Let us have a look at the present school system. Of the 12,50,775 schools imparting elementary education in the country in 2007-08, 80.2 per cent were all types of government schools, 5.8 per cent private aided schools and 13.1 per cent private unaided schools. Almost 87.2 per cent of the schools are located in the rural areas. In the rural areas the proportion of private unaided schools is only 9.3 and that of aided schools is 4.7. However, in the urban areas, the percentage of private unaided and aided schools are as high as 38.6 and 13.4 respectively (Arun Mehta: Elementary Education In India, Analytical Report 2006-07 and 2007-08, NUEPA) Thus running private unaided schools is mostly an urban phenomenon. Of these, several schools are special category schools, community schools like unaided madarsas or convent schools and private sector non-fee or low fee charging schools run by philanthropists.

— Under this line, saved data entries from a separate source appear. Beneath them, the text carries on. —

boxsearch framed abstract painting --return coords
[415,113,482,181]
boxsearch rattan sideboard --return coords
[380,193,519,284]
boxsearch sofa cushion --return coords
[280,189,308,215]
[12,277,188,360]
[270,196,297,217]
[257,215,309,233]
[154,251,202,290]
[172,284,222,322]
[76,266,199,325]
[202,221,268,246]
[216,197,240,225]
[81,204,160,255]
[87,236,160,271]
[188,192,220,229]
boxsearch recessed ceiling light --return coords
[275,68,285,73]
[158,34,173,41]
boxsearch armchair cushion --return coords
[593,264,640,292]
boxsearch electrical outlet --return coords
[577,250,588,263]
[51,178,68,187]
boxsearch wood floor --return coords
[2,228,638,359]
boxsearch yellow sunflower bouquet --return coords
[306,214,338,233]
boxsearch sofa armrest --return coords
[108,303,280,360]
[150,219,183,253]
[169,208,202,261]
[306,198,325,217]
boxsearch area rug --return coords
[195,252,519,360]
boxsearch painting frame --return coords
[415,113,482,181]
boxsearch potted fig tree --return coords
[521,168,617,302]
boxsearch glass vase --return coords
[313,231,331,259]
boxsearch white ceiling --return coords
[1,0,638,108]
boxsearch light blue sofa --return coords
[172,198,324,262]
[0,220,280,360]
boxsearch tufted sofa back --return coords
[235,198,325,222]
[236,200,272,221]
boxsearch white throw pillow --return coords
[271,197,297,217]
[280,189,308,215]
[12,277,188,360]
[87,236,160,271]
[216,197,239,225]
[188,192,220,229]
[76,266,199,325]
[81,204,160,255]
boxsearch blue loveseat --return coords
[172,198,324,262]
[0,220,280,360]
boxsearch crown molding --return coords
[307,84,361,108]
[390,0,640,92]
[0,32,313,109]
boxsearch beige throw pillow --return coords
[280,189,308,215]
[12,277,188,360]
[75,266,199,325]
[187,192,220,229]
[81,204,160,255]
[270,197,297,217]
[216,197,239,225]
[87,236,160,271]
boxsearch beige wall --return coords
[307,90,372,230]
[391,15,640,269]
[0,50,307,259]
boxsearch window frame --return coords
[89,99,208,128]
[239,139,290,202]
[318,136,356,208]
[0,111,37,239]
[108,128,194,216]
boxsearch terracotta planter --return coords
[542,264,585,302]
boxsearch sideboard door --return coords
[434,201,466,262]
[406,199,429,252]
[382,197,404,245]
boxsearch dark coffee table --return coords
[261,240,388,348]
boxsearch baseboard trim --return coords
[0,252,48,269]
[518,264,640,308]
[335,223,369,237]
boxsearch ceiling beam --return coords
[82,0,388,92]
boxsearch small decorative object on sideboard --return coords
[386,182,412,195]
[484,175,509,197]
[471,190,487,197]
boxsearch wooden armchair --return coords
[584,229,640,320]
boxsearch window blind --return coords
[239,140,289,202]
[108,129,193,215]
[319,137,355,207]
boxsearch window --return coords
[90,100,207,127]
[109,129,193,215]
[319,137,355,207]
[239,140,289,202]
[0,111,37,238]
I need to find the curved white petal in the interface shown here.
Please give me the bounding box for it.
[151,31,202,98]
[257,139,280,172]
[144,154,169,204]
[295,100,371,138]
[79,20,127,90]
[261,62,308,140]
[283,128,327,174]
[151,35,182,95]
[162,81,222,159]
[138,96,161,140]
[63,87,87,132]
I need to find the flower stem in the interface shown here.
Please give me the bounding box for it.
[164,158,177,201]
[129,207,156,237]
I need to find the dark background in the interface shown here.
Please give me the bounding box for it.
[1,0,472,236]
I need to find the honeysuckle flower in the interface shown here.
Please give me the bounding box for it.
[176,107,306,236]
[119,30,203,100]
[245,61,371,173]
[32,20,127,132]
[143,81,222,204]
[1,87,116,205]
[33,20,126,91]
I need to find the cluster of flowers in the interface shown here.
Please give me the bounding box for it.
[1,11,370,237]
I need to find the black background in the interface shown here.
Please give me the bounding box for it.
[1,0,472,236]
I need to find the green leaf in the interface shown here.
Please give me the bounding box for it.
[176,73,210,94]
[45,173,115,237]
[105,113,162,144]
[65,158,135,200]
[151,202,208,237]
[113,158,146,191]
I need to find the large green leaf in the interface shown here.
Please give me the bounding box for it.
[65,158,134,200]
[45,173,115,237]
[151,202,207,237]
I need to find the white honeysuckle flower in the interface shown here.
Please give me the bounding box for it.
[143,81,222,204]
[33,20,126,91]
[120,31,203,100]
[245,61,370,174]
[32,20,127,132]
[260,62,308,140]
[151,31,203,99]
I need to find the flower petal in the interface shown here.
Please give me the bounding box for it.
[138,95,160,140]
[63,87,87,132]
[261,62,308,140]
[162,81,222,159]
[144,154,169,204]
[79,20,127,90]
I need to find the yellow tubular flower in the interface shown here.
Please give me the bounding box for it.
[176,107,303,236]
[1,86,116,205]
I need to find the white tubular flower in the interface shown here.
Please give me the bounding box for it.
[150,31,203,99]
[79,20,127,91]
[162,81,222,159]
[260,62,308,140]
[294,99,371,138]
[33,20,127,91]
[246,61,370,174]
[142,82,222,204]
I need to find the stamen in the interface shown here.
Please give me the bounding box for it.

Of the total students enrolled in primary classes in 2007-08 about 75.4, 6.7 and 17.8 are enrolled in government, aided and unaided schools. The total number of teachers working in these schools in 2007-08 was 56,34,589 of which 69.3, 10.4 and 20.7 per cent are teaching in government, aided and private schools, the average number of teachers per school being 3.9, 8.3 and 6.7 respectively. Nearly 10.3 per cent of the schools are single-teacher schools. Government schools have the highest percentage of teachers who are professionally trained at 43.4, followed by aided school (27.8 per cent) and unaided private schools (only 2.3 per cent). Thus very many private-for-profit schools are small-sized ones relying mostly on the services of relatively cheaper, untrained and locally available teachers. Thus, though the intent of the law is noble but there are a lot of hurdles in its implementation and government would need private interventions along with constant monitoring to see it through which would require all the stakeholders to help in the implementation in a transparent and efficient manner.